5 – Sempre há o risco de haver análises críticas prematuras sobre as ideias.

6 – Os núcleos de governança e de mobilização podem ter dificuldade em manter “neutralidade” quanto às ideias geradas.

7 – Um contribuidor individual ou um grupo pode gerar uma ideia e depois não querer defendê-la ou levá-la a cabo (“gerei a ideia, mas não sou eu que tenho de por a mão na massa por ela”).

8 – A atuação da direção no âmbito do programa de inovação pode dar margem a pontos delicados:

·        Risco de ocorrer reações na hierarquia que bloqueiam a geração de ideias (indignação com alguma ideia, imposição, manipulação, censura ou deliberada apropriação da ideia)

·        Governança posar de “espião delator” no trânsito entre a direção e os grupos de inovação, revelando os conflitos subliminares entre os silos

·        Direção querer tirar uma ideia do sistema de inovação, colocando-a em outra rotina de forma atabalhoada (por exemplo, solicitando uma “fast lane” para ela, quebrando o necessário fluxo de análise)

9 – A premiação por geração de ideias pode, se não for concebida cuidadosamente, gerar disfunções:

·        Conflito entre Ideias individuais e ideias de um grupo

·        Combate a ideias de outros grupos

·        Foco no volume puro e simples de ideias

10 – Algumas ideias podem ser na verdade pedidos de permissão para realizar algo que já deveria estar sendo feito sem precisar da “benção” de ninguém.

11 – Algumas ideias podem ser do tipo “só coloquei isto porque precisava gerar ideias.”

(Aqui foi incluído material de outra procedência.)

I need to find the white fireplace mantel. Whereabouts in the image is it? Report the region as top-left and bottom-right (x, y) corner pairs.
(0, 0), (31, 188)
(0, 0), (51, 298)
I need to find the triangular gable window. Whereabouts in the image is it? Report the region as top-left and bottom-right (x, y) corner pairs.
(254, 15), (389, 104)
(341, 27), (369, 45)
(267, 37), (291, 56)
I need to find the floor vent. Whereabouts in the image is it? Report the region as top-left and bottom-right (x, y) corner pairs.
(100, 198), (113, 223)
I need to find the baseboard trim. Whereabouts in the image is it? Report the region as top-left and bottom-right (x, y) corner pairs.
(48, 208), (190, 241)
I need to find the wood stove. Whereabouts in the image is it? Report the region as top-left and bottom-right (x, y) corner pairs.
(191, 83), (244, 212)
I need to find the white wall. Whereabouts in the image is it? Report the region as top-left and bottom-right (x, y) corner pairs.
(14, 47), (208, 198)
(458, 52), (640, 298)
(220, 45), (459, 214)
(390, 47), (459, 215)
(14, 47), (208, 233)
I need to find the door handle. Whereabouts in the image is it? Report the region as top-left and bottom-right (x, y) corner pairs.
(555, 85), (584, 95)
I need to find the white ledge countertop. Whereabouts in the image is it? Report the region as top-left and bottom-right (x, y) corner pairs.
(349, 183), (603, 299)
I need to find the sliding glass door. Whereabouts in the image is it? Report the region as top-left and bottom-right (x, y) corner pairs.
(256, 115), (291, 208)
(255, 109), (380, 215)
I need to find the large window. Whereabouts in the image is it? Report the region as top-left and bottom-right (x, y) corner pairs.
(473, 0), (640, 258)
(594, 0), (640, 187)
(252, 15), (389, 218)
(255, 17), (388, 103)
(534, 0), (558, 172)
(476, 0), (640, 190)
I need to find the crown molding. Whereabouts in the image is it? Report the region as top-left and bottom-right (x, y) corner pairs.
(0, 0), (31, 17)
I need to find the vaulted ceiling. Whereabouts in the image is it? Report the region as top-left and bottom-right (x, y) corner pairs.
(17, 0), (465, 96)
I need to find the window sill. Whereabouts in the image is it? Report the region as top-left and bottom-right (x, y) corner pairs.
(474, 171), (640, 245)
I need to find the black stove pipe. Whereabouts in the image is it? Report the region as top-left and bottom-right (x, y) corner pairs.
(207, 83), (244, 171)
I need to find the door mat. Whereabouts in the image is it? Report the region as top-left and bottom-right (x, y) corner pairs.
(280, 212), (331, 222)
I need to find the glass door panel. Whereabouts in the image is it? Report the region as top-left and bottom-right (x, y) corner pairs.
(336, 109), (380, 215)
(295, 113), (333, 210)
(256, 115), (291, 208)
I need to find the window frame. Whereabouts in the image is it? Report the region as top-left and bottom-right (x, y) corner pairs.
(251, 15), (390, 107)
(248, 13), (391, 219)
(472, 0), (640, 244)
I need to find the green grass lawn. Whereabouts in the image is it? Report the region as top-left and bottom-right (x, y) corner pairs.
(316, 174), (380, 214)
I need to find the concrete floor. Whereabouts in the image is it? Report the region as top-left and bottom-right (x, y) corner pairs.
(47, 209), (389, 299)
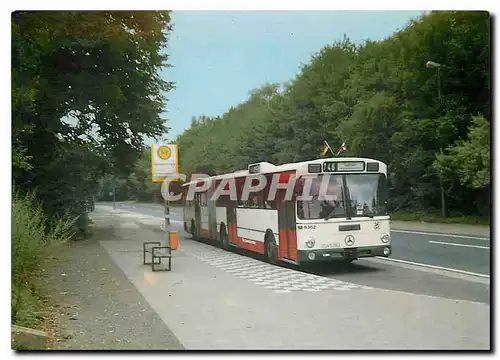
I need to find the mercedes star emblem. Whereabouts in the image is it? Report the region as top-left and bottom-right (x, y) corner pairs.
(344, 235), (354, 246)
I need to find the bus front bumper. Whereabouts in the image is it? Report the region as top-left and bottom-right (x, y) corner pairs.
(297, 245), (392, 262)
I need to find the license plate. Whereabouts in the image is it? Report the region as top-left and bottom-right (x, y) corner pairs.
(344, 249), (358, 257)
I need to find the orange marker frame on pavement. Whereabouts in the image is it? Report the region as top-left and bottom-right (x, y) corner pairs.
(168, 231), (179, 250)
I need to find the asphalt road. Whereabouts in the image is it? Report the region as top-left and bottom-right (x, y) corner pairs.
(107, 203), (490, 303)
(111, 203), (490, 276)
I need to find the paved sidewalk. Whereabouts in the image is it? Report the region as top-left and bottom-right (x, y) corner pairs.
(42, 214), (183, 350)
(93, 207), (490, 350)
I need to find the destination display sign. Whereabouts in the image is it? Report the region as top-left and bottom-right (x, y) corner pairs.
(323, 161), (365, 172)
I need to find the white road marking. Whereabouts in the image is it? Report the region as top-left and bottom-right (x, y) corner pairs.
(377, 256), (490, 279)
(391, 229), (490, 241)
(429, 241), (490, 250)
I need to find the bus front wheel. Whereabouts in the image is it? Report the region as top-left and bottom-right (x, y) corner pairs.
(191, 221), (197, 240)
(220, 226), (229, 250)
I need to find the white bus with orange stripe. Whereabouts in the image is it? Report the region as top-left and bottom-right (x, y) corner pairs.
(183, 158), (391, 265)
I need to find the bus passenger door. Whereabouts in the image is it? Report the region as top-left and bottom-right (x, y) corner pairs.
(227, 200), (238, 245)
(277, 189), (297, 261)
(193, 193), (201, 236)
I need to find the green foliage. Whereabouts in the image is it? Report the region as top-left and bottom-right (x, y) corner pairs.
(391, 211), (490, 226)
(11, 11), (173, 234)
(11, 193), (74, 326)
(434, 116), (491, 189)
(170, 11), (490, 216)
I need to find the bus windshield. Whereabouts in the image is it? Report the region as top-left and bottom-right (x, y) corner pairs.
(297, 173), (387, 220)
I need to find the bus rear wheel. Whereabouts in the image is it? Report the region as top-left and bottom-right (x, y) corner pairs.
(264, 234), (278, 265)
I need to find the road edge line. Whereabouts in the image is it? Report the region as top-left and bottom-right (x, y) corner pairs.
(375, 256), (490, 279)
(391, 228), (490, 241)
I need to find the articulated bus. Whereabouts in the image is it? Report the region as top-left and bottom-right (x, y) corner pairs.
(183, 158), (391, 265)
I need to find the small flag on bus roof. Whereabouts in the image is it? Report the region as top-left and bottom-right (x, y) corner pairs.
(321, 142), (328, 155)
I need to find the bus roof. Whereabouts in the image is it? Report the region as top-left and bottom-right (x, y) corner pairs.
(182, 157), (385, 186)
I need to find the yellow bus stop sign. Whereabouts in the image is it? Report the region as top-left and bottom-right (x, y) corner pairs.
(157, 145), (172, 160)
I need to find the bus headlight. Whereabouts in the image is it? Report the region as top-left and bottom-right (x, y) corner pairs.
(306, 238), (316, 249)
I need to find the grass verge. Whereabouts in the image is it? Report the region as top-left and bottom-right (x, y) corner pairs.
(11, 193), (74, 350)
(391, 211), (490, 226)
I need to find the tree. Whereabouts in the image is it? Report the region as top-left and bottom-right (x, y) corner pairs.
(12, 11), (173, 231)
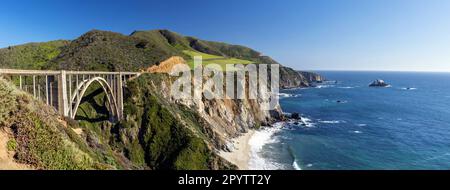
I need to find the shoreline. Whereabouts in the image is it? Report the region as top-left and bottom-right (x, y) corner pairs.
(219, 129), (256, 170)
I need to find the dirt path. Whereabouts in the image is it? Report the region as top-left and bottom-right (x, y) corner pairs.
(0, 129), (32, 170)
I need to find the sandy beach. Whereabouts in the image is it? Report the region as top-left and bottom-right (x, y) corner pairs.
(219, 130), (255, 170)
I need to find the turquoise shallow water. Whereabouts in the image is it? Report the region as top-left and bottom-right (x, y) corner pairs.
(259, 72), (450, 170)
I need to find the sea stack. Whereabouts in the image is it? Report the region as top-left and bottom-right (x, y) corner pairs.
(369, 79), (389, 87)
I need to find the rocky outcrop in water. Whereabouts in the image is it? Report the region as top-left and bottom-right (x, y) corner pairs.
(369, 79), (389, 87)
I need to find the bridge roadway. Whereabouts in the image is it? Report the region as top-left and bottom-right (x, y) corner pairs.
(0, 69), (140, 121)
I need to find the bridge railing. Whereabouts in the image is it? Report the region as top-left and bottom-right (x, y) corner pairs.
(0, 69), (140, 119)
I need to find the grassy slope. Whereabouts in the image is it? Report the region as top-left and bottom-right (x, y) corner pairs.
(0, 30), (306, 169)
(0, 40), (69, 70)
(0, 79), (122, 170)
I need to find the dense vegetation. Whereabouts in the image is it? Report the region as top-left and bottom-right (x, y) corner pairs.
(0, 30), (320, 169)
(0, 78), (120, 169)
(110, 74), (234, 169)
(0, 40), (69, 70)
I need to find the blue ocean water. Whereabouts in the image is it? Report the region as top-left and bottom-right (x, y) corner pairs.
(255, 72), (450, 170)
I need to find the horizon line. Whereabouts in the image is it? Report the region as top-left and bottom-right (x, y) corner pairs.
(297, 69), (450, 73)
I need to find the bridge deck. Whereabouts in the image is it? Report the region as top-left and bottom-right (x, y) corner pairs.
(0, 69), (139, 75)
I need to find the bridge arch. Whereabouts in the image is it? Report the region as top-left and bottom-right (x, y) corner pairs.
(69, 77), (120, 121)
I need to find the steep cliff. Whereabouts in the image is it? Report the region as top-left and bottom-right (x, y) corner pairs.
(0, 30), (322, 169)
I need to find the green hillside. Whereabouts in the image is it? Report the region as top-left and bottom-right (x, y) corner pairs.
(0, 40), (69, 69)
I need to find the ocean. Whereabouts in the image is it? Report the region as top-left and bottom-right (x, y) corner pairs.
(249, 71), (450, 170)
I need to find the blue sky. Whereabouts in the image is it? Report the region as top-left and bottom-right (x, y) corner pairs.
(0, 0), (450, 71)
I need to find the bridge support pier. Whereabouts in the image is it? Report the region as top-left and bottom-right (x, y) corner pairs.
(0, 69), (140, 121)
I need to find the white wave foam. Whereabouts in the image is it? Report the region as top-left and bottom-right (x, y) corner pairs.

12 – Algumas ideias podem ser do tipo “empurracionista” (“resolver o problema através da contratação de um especialista neste tipo de problema”).

13 – Ideias paradas no fluxo de análise ou tramitando muito lentamente, em meio a discussões academicistas sem fim.

A inovação e seus programas são uma necessidade real em grandes organizações, mas a implementação amadora é um perigo que pode jogar mais um assunto precioso na vala comum. Que isto seja alvo de cuidadosa reflexão.